Table base look-up (for the current lossy compression) is a single cycle; just a indexed lookup. Nothing matches that
I would not make that claim without knowing the exact hardware in question. Is it an ASIC? A FPGA? Some DSP? Doing a full 14-16-bit table lookup can easily be a relatively "expensive" operation on some platforms, since it involves a large amount of memory that must be accessed in a seemingly random (i.e. hard-to-cache) pattern for each individual pixel. Now, perhaps the standard does something clever to avoid this by e.g. having a smaller table that is accessed with some extra logic. E.g. "if value is small, encode it directly. If value is large, encode it using this (smaller) table".
I would guess that quantizing the value can often be considered "less expensive". My suggestion would be something ala "if value is small, encode it directly. If value is large, drop the N lsb bits".
If I were to make a bet, then I'd bet that if the next DNG spec has a new lossy compression capability, that it will be JPEG DCT based.
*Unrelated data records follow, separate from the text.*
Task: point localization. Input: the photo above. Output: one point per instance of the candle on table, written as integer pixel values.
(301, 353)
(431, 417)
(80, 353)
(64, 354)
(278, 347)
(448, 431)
Reason being that a lot of camera chips have hardware acceleration for JPEG DCT built in to support JPEG out, so doing JPEG DCT lossy compression will be "costless" in terms of CPU utilization for many modern cameras.
Sandy
JPEG usually can do only 8-bit YCbCr values, and its rate-perceptual distortion is depending on nonlinear gamma, sensible exposure, luma/chroma separation etc.. Fitting a 14-bit mosaiced bgrg signal into that in such a way that JPEG can efficiently compress it is nontrivial. Not saying that it cannot be done, but it is going to cost brainpower, cpupower, reduced compression/artifact efficiency, or all three.